Hosted uses of OpenRefine

OpenRefine is designed to run on a local machine and our documentation about running it as a remote server features some prominent warnings:

At the moment I see:

  • quite some interest from users in hosted versions: for instance, the documentation about OpenRefine on Wikidata recommends to run OpenRefine on PAWS, a cloud hosting service of the Wikimedia movement
  • some tensions in the dev team about how to approach this topic: whether we could officially support this use case, whether the impact of a particular change in a hosted use case should be taken into account, whether to accept a security advisory as a vulnerability, and so on.

From my perspective, we are struggling to find the right balance between meeting users' interest by advertising OpenRefine as a tool that can be hosted, and keeping users safe by warning them about the security implications of running a tool in an environment it is not designed for.

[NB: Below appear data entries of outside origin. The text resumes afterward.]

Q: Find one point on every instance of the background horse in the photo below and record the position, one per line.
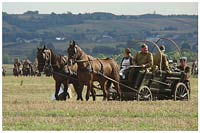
(61, 71)
(91, 69)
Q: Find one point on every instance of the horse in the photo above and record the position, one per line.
(62, 73)
(93, 69)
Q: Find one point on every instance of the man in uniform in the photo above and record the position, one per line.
(164, 62)
(186, 69)
(143, 60)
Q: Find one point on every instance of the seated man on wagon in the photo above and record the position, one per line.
(143, 60)
(163, 59)
(183, 67)
(125, 64)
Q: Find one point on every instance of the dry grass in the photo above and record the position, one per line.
(28, 107)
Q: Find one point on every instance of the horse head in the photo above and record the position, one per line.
(73, 53)
(43, 57)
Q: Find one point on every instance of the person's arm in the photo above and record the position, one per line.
(149, 61)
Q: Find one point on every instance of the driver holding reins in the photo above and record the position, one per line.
(143, 60)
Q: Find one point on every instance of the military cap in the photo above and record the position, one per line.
(127, 50)
(183, 59)
(143, 45)
(162, 48)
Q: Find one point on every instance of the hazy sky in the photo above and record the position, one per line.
(131, 8)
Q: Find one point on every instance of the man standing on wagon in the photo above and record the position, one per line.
(186, 69)
(143, 60)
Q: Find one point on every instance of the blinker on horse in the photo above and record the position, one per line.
(92, 69)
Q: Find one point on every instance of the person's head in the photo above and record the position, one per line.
(162, 48)
(183, 61)
(144, 48)
(127, 52)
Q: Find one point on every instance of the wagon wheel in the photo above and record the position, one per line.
(144, 94)
(181, 92)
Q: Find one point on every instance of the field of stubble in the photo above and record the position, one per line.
(29, 107)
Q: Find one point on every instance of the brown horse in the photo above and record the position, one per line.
(62, 73)
(92, 69)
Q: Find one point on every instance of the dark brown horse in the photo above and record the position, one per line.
(62, 73)
(92, 69)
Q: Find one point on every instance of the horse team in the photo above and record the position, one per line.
(80, 69)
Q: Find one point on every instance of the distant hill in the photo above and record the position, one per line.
(26, 31)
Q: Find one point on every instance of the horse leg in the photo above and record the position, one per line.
(105, 93)
(116, 85)
(78, 88)
(66, 86)
(89, 86)
(57, 87)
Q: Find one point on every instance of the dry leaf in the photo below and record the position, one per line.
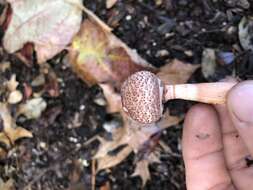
(208, 62)
(245, 33)
(8, 185)
(50, 25)
(113, 98)
(106, 186)
(176, 72)
(110, 3)
(142, 170)
(11, 132)
(109, 161)
(98, 56)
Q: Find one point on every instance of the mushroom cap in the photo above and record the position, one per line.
(141, 96)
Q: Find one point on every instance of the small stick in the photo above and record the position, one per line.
(143, 94)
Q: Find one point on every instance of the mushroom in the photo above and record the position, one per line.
(143, 94)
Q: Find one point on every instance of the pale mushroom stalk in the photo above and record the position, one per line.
(143, 95)
(211, 93)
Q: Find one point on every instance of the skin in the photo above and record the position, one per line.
(217, 140)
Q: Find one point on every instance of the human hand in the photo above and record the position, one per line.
(218, 143)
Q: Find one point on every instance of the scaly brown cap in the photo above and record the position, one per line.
(141, 96)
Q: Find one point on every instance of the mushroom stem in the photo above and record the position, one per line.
(212, 93)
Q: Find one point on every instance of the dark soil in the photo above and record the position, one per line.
(50, 160)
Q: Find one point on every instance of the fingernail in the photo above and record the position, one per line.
(240, 102)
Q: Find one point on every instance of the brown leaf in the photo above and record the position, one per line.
(176, 72)
(106, 186)
(11, 132)
(97, 56)
(133, 135)
(142, 170)
(109, 161)
(113, 98)
(110, 3)
(8, 185)
(50, 25)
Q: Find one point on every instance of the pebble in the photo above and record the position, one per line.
(162, 53)
(15, 97)
(128, 17)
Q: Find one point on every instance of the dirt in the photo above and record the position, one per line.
(179, 29)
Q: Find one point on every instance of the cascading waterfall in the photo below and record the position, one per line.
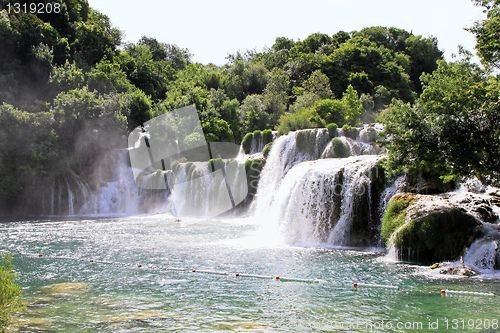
(118, 193)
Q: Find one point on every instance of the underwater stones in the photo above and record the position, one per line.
(433, 229)
(368, 134)
(144, 316)
(66, 288)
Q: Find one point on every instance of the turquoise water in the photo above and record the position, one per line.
(126, 298)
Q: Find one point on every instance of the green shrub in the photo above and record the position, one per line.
(395, 215)
(340, 149)
(350, 132)
(267, 136)
(174, 166)
(332, 129)
(267, 149)
(246, 143)
(440, 235)
(10, 293)
(296, 121)
(253, 169)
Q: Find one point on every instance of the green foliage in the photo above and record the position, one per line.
(74, 90)
(395, 215)
(253, 168)
(216, 164)
(487, 32)
(439, 235)
(10, 293)
(339, 149)
(332, 111)
(332, 129)
(267, 136)
(253, 114)
(246, 143)
(267, 149)
(306, 118)
(217, 130)
(30, 144)
(352, 106)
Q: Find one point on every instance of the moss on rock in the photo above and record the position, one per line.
(246, 143)
(395, 214)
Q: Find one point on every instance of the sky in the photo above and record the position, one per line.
(211, 30)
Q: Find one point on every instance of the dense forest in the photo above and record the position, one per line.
(71, 90)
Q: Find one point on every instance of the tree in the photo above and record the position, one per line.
(453, 130)
(487, 32)
(253, 115)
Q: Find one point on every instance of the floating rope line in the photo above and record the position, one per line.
(247, 275)
(473, 293)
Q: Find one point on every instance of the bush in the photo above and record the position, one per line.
(332, 129)
(395, 215)
(440, 235)
(350, 132)
(10, 293)
(215, 164)
(267, 136)
(340, 149)
(246, 143)
(301, 119)
(267, 149)
(253, 169)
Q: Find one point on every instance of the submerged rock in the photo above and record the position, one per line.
(431, 229)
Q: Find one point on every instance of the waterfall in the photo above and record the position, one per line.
(118, 193)
(315, 201)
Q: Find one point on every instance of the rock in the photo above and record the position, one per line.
(143, 316)
(434, 230)
(66, 288)
(459, 270)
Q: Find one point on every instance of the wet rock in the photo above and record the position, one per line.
(143, 316)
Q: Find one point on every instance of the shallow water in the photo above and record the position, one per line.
(126, 298)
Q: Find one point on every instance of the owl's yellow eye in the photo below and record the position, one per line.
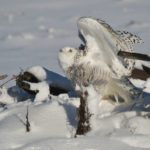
(70, 50)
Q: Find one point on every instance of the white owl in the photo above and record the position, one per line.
(96, 62)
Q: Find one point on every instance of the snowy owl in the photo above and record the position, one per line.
(96, 62)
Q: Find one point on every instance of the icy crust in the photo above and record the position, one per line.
(53, 126)
(51, 77)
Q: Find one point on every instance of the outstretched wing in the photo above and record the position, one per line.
(99, 37)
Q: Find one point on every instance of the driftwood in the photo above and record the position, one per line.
(84, 115)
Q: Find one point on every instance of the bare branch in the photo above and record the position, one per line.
(137, 56)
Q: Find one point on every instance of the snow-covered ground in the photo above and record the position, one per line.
(32, 32)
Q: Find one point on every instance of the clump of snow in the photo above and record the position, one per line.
(38, 71)
(5, 97)
(42, 89)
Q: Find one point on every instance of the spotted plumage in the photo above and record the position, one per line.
(96, 62)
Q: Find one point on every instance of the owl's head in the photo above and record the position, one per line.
(66, 57)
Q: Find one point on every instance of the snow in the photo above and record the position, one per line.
(42, 89)
(32, 32)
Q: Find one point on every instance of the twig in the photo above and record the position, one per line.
(3, 76)
(27, 121)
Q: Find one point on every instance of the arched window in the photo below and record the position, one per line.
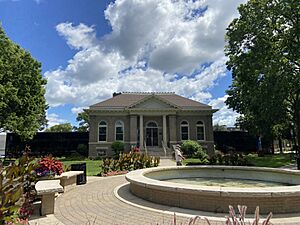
(119, 129)
(102, 131)
(184, 130)
(200, 131)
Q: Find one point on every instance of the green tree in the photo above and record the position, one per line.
(64, 127)
(263, 50)
(83, 120)
(22, 101)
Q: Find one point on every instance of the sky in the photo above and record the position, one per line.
(90, 49)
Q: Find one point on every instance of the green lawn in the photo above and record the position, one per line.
(92, 166)
(273, 161)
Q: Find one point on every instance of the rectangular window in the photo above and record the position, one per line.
(119, 133)
(185, 133)
(102, 133)
(101, 151)
(200, 133)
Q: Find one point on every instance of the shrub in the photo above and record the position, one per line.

I think it is worth discussing this topic as an attempt to improve the situation.
Our documentation on this topic is not really satisfactory: we do not do a good job at explaining what sort of problems come with running a hosted OpenRefine. Also, I think it is worth not putting all use cases in the same bag. I see two aspects of the problem:

  • running OpenRefine's server on a different machine than the one the browser used to access it is running
  • having different users access the same OpenRefine instance, potentially concurrently

In my opinion, both of those come with their own issues, but those are fairly distinct. Do you see other useful distinctions to make between various "hosted" use cases?

I would like to document the known issues about using OpenRefine in those different contexts and improve the documentation accordingly. Once that is done, it would provide a good basis to classify security vulnerabilities, because those who fall into the scope of those known issues can be rejected accordingly.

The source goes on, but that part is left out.